We get a slightly different number.

Here’s a query that uses various sample sizes:

SELECT 
    reservoir_quantile(sale_amount, 0.5, 10) AS sample_size_10,
    reservoir_quantile(sale_amount, 0.5, 100) AS sample_size_100,
    reservoir_quantile(sale_amount, 0.5, 1000) AS sample_size_1000,
    reservoir_quantile(sale_amount, 0.5, 10000) AS sample_size_10000
FROM sales;

Result:

+----------------+-----------------+------------------+-------------------+
| sample_size_10 | sample_size_100 | sample_size_1000 | sample_size_10000 |
+----------------+-----------------+------------------+-------------------+
| 47300.72 | 52445.52 | 50670.65 | 50322.79 |
+----------------+-----------------+------------------+-------------------+

We can see that the smaller the sample size, the less accurate the result. However, the smaller sample sizes should run faster than the larger ones.

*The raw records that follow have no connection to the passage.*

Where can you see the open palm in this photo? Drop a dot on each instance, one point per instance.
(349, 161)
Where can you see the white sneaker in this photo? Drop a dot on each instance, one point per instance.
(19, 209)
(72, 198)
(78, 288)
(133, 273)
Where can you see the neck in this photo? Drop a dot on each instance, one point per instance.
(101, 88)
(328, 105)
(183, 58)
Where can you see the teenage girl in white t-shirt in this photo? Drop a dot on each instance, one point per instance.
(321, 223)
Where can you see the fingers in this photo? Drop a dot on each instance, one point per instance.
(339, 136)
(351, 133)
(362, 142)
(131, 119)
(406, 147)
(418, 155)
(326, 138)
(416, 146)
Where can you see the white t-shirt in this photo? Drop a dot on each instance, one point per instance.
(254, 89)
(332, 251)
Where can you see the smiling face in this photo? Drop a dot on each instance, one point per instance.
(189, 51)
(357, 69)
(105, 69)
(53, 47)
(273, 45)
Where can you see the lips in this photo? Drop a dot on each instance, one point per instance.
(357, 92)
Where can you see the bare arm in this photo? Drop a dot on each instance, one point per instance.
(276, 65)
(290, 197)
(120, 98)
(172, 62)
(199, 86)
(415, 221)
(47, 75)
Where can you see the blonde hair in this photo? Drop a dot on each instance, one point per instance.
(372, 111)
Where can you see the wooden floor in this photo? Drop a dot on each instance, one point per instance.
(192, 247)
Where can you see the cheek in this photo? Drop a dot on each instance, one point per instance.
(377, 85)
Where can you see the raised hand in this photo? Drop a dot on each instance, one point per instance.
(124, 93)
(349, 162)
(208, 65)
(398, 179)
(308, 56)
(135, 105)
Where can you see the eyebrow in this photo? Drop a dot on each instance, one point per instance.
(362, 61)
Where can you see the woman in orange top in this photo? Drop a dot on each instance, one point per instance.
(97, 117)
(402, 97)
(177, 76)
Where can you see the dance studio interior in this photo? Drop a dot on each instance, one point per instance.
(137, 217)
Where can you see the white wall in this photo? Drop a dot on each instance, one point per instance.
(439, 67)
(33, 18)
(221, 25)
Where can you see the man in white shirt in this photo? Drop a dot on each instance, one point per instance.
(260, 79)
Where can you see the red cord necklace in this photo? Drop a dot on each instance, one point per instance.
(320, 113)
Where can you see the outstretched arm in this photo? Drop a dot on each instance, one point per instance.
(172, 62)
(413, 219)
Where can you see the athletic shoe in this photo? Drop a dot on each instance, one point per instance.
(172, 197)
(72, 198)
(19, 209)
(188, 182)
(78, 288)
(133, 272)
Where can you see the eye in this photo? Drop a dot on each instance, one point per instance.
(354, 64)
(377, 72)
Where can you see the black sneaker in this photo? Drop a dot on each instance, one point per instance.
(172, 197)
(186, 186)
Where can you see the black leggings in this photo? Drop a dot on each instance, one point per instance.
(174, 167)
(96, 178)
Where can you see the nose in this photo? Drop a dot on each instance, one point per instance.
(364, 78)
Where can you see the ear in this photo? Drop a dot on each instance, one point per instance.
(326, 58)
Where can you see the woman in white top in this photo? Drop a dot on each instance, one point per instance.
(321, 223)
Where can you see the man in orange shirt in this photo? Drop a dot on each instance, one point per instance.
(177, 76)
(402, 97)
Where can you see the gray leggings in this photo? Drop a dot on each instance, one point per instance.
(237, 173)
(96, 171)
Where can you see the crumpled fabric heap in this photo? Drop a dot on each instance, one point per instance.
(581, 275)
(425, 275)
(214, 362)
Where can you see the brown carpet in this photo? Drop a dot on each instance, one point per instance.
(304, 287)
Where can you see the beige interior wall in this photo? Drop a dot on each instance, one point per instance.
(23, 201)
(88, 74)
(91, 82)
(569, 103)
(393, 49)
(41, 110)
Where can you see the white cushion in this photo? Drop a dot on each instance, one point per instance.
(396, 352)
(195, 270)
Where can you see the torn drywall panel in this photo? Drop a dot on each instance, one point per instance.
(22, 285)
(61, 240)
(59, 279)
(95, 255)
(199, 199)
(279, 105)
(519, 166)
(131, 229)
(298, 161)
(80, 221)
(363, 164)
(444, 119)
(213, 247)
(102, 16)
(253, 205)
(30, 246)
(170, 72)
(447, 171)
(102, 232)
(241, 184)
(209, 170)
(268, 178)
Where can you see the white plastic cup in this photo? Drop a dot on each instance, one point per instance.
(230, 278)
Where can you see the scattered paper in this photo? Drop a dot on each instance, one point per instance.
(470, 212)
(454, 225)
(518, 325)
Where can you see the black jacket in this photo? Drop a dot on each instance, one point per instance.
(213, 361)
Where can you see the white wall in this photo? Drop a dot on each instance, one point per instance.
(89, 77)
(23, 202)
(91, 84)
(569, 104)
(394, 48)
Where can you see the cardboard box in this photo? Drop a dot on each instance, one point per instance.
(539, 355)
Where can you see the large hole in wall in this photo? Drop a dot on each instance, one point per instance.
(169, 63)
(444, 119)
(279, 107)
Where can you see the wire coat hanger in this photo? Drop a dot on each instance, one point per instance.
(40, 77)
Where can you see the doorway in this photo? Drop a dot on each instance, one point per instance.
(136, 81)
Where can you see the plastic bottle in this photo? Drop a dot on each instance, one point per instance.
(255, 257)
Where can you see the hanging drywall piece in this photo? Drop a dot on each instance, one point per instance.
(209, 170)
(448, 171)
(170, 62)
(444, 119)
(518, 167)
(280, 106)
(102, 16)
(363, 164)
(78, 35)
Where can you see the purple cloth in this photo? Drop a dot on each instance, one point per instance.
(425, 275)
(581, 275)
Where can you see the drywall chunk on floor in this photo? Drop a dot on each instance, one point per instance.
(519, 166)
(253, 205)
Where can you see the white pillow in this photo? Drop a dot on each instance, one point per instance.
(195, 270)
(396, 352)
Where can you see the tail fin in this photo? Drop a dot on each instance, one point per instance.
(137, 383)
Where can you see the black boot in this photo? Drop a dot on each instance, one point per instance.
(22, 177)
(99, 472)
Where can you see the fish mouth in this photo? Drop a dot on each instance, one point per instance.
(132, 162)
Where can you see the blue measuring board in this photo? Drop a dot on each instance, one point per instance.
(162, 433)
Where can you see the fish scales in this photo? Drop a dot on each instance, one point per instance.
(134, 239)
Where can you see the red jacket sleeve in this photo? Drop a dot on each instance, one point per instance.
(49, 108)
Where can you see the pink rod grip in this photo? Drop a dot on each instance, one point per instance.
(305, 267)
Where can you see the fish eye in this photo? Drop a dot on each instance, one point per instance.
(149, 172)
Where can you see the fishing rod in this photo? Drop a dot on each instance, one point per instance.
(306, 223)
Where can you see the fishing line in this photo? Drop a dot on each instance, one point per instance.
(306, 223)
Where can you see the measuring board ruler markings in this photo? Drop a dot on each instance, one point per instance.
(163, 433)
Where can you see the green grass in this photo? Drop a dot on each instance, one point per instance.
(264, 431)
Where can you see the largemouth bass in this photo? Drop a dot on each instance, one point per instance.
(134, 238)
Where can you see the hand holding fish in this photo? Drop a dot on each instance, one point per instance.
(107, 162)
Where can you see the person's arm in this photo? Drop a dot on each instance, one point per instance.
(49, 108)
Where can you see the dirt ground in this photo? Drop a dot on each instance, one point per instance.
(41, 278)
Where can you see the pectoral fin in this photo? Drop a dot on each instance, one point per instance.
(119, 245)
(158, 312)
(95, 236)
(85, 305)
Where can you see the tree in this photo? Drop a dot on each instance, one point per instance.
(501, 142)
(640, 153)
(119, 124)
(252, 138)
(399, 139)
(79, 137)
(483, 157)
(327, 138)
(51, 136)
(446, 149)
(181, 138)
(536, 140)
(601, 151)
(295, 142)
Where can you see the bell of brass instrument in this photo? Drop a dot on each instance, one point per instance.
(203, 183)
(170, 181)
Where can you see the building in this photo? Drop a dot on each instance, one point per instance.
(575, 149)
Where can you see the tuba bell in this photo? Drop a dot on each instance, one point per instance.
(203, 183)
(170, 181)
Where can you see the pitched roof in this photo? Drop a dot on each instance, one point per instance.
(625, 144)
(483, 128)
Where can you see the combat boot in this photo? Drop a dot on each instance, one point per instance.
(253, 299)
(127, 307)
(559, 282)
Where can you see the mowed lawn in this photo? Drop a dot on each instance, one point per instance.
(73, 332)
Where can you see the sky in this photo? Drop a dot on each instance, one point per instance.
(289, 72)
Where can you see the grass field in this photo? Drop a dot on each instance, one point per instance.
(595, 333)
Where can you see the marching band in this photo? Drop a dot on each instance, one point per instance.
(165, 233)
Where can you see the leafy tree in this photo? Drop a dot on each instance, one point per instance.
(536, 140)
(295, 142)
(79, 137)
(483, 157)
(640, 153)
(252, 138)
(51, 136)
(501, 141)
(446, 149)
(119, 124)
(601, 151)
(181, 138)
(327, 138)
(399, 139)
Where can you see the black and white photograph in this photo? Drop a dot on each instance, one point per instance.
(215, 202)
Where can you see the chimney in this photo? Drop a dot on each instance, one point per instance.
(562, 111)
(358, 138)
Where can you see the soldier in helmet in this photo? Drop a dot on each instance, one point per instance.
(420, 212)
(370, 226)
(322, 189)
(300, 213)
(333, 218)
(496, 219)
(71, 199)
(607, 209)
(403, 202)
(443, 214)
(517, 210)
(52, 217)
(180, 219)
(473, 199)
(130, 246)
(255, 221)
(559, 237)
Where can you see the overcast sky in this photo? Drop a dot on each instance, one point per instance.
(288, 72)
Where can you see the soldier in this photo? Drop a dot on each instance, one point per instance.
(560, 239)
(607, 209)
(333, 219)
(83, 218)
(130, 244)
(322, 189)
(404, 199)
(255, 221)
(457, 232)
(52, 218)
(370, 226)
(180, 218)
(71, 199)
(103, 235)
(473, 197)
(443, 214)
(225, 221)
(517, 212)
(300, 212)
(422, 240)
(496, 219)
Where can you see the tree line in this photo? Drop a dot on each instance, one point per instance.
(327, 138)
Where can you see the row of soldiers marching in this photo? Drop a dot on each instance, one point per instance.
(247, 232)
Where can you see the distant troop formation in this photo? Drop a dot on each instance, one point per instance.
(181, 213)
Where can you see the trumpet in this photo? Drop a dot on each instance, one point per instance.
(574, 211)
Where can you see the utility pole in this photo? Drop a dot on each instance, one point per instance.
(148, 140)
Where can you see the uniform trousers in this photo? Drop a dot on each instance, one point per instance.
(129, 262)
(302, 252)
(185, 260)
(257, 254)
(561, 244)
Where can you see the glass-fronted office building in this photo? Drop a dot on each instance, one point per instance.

When to Use reservoir_quantile()

The reservoir_quantile() function can be particularly useful in the following scenarios:

  • Large Datasets: When working with large datasets, exact quantile computation can be slow and resource-intensive. reservoir_quantile() provides a faster alternative with acceptable accuracy.
  • Streaming Data: In scenarios where data is continuously arriving (e.g., real-time analytics), reservoir_quantile() can be used to compute approximate quantiles without needing to store the entire dataset.
  • Memory Constraints: When memory is a constraint, you can control the memory usage by adjusting the sample size.